Im selben Jahrzehnt wird Sanders vom Gouverneur von Kentucky mit dem Ehrentitel “Colonel” ausgezeichnet. Diesen Titel und einen weißen Anzug im typischen Südstaaten-Look nutzt der Koch jetzt zur Selbstvermarktung. Über die Jahre arbeitet Sanders nicht nur an seinem Auftreten, sondern auch an seinem Brathähnchen. Immer wieder feilt der Colonel an dem Rezept, bis er im Jahr 1940 die perfekte Mischung aus elf Kräutern und Gewürzen findet. Bis heute ist das Rezept des “Kentucky Fried Chicken” unverändert.

Im Alter von 62 Jahren entscheidet Sanders einen neuen Schritt zu gehen und seine Rezepte auch im Rest der USA zu verbreiten. Durchs gesamte Land streift der Koch, auf der Suche nach Franchisenehmern, die von seiner Geschäftsidee überzeugt sind. Doch am Anfang stößt Sanders auf Ablehnung. Ganze 1.009 mal wird sein Rezept verstoßen, bis der Geschäftsmann Pete Harman im Jahr 1952 am KFC-Franchise teilnimmt. An jedem verkauften Hühnchen soll Sanders nun mit fünf Cent beteiligt werden. Darauf geben sich die beiden Restaurantbesitzer die Hand.

KFC: Sanders verwandelt den Rückschlag zum Erfolg

Nicht viele Jahre später verliert der Colonel jedoch sein eigenes Restaurant in Corbin, aufgrund der Errichtung eines neuen Highways. Nach dem Verkauf des Gebäudes steht der leidenschaftliche Koch wieder am Anfang. Um Geld zu sparen schläft er zwischenzeitlich im Auto. Doch was andere Menschen als einen Tiefpunkt betrachten, erweckt in Sanders das Verlangen nach größerem Erfolg. Seine Zeit investiert der US-Amerikaner aus Kentucky nun vollkommen für das Anwerben neuer Franchisenehmer.

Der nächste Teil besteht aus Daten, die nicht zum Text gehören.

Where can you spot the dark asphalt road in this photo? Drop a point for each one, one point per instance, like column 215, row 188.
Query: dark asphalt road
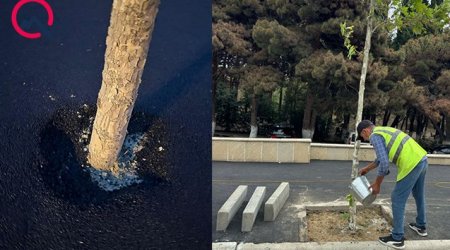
column 63, row 69
column 319, row 181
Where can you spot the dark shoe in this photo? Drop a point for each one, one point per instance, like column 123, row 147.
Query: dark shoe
column 422, row 231
column 390, row 242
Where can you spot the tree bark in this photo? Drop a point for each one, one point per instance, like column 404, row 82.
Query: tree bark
column 387, row 115
column 362, row 82
column 309, row 117
column 447, row 130
column 214, row 90
column 396, row 121
column 253, row 120
column 129, row 36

Die Anstrengungen des Colonels bleiben nicht ohne Ergebnis. Im Jahr 1964 existieren bereits 600 KFC Restaurants in den Vereinigten Staaten und Kanada. Mittlerweile ist der Schulabbrecher vielfacher Millionär. Am Höhepunkt seiner Karriere entscheidet sich Harland D. Sanders dazu, sein Unternehmen zu verkaufen und nur noch als Sprecher und Markenbotschafter von KFC zu agieren. Die neugewonnene Zeit nutzt der Colonel, um die Welt zu bereisen und KFC-Restaurants auf jedem Flecken der Erde zu besuchen.

Colonel Sanders: Die Geschichte des KFC-Gründers erinnert uns daran, niemals aufzugeben
Eine KFC-Filiale in Leipzig. | © KFC

Im Alter von 90 Jahren stirbt Colonel Sanders. Sein Hähnchen ist zu diesem Zeitpunkt bereits so bekannt, dass auch Sanders selbst zu einer Ikone geworden ist. Der Koch aus prekären Verhältnissen hatte es nicht immer leicht, doch dank seines Fleiß, seines Tatendrangs und seiner Leidenschaft, ist KFC heute eine der größten Fastfoodketten der Welt. Die Geschichte des KFC-Gründers erinnert uns daran, niemals den Glauben zu verlieren – auch wenn dies bedeutet, mehr als 1000 mal abgelehnt zu werden.